Wachsende Uneinigkeit
Krankenkassen, Ärzteverbände und Wirtschaft kritisieren Corona-Politik – Bundesweite Regeln gefordert
-In der Beurteilung der aktuellen Corona-Lage gibt es zunehmend Uneinigkeit zwischen Politik, Krankenkassen, Ärzteverbänden und der Wirtschaft. Während Bayerns Ministerpräsident Markus Söder (CSU) sagte, „wir haben fünf vor zwölf“, man dürfe sich die Lage „nicht länger schönreden“, warnte der oberste Vertreter der 150 000 niedergelassenen Ärzte in Deutschland, Andreas Gassen, vor „falschem Alarmismus“. Der Vorstandsvorsitzende der Kassenärztlichen Bundesvereinigung kritisierte Warnungen, die Pandemie gerate außer Kontrolle, als irreführend. Für Doris Pfeiffer, Vorstandschefin des GKV-Spitzenverbandes, der Dachorganisation aller 105 gesetzlichen Krankenkassen, ist „Panikmache genauso fatal wie Sorglosigkeit oder das Akzeptieren eines Gewöhnungseffektes“. Tatsächlich entscheide sich in diesen Tagen und Wochen, ob Deutschland gut durch Herbst und Winter komme. Dabei gelte aber: „Nicht kleinreden, nicht großreden, sondern nüchtern betrachten und sorgfältig entscheiden. Jeden Tag, Schritt für Schritt“, sagte Pfeiffer. Unruhe herrscht auch bei Wirtschaftsverbänden, so in Bezug auf die kurzfristig verhängten innerdeutschen Beherbergungsverbote für Bewohner aus Risikogebieten. Der Präsident des Deutschen Industrieund Handelskammertages (DIHK), Eric Schweitzer, kritisierte „unkoordinierte Regelungen“bei den Übernachtungsverboten. Schließlich hätten die Betriebe in der Tourismuswirtschaft sichere Hygienekonzepte ausgearbeitet.

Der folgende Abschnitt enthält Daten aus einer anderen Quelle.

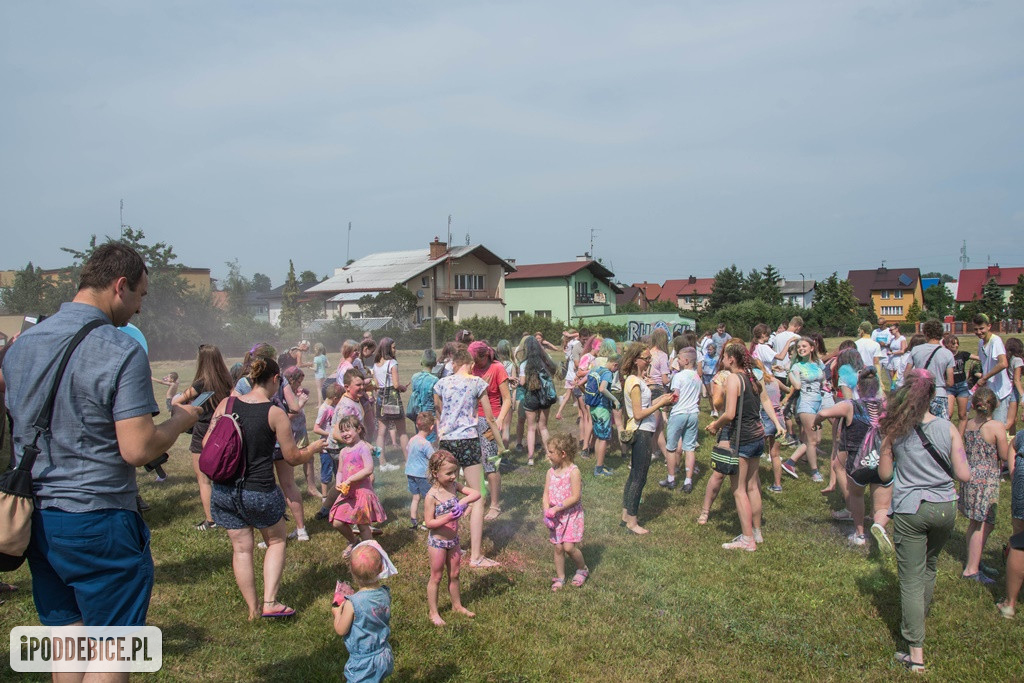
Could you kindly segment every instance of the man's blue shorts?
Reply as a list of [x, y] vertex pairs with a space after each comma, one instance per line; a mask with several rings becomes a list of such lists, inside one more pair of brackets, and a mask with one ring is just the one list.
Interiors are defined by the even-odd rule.
[[134, 510], [36, 510], [28, 558], [43, 626], [145, 625], [153, 555]]

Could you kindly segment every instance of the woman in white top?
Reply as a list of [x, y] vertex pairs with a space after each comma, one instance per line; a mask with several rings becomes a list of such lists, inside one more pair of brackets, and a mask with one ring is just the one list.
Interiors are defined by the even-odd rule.
[[634, 533], [648, 532], [637, 523], [637, 511], [644, 484], [647, 483], [647, 470], [650, 469], [650, 446], [657, 423], [654, 414], [674, 402], [674, 394], [671, 393], [651, 400], [650, 387], [643, 379], [649, 366], [650, 347], [640, 342], [630, 344], [620, 364], [620, 371], [626, 378], [623, 385], [626, 415], [629, 416], [626, 431], [633, 432], [630, 475], [623, 492], [623, 525]]
[[[398, 469], [398, 465], [389, 465], [384, 462], [384, 432], [391, 436], [391, 445], [400, 447], [406, 452], [409, 444], [409, 437], [406, 435], [406, 411], [401, 404], [401, 397], [398, 393], [408, 387], [398, 382], [398, 361], [394, 359], [395, 344], [390, 337], [385, 337], [377, 346], [377, 354], [374, 356], [374, 365], [371, 373], [374, 376], [374, 383], [377, 385], [377, 419], [383, 424], [377, 430], [377, 447], [381, 450], [382, 472]], [[384, 404], [388, 399], [397, 400], [398, 414], [384, 415]]]

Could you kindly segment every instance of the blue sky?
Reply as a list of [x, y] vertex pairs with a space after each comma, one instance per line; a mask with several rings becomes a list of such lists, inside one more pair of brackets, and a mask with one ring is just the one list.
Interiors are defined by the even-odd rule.
[[0, 268], [1024, 264], [1024, 3], [0, 3]]

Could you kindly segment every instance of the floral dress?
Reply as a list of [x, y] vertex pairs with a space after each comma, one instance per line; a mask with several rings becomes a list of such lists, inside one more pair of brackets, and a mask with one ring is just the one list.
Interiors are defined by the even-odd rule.
[[964, 432], [964, 447], [971, 466], [971, 480], [961, 483], [957, 507], [968, 519], [995, 523], [999, 501], [999, 459], [994, 443], [985, 441], [981, 427]]
[[[551, 476], [548, 478], [548, 503], [550, 505], [561, 505], [572, 495], [572, 470], [578, 470], [575, 465], [562, 474], [555, 472], [555, 468], [549, 470]], [[549, 538], [551, 543], [580, 543], [583, 541], [583, 506], [580, 503], [558, 511], [552, 521], [554, 525], [551, 527]]]
[[[366, 441], [359, 441], [355, 445], [341, 450], [338, 457], [340, 462], [338, 467], [339, 484], [362, 469], [364, 454], [370, 455], [370, 444]], [[334, 507], [331, 508], [330, 519], [332, 522], [339, 520], [346, 524], [370, 524], [387, 519], [380, 499], [374, 493], [372, 478], [366, 477], [353, 481], [349, 486], [348, 494], [338, 496]]]

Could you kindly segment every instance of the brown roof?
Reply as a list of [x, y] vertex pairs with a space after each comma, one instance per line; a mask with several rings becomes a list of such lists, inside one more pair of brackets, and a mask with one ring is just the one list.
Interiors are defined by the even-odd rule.
[[913, 290], [921, 281], [919, 268], [874, 268], [872, 270], [851, 270], [847, 275], [853, 286], [853, 295], [862, 306], [871, 303], [873, 290]]
[[615, 273], [597, 261], [560, 261], [558, 263], [532, 263], [528, 265], [516, 264], [514, 272], [505, 275], [505, 280], [536, 280], [538, 278], [568, 278], [581, 270], [590, 270], [595, 278], [603, 280], [616, 293], [618, 286], [611, 282]]

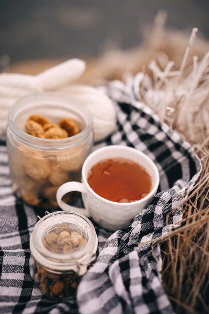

Die Hauptgeschäftsführerin
des Hotel- und Gaststättenverbandes Dehoga, Ingrid Hartges, bezeichnete es als „völlig unbefriedigend, dass wir keine bundeseinheitlichen Regelwerke haben“. Es müsse „dringend mehr Einheitlichkeit her“. Auch Andreas Gassen hatte die „Regelungswut“der Bundesländer als kontraproduktiv kritisiert. Innerdeutsche Reisen seien eine „Pseudogefahr“. Mit den vielen nicht nachvollziehbaren Regelungen verliere man „eventuell die Akzeptanz für die Maßnahmen, die wirklich etwas bringen“.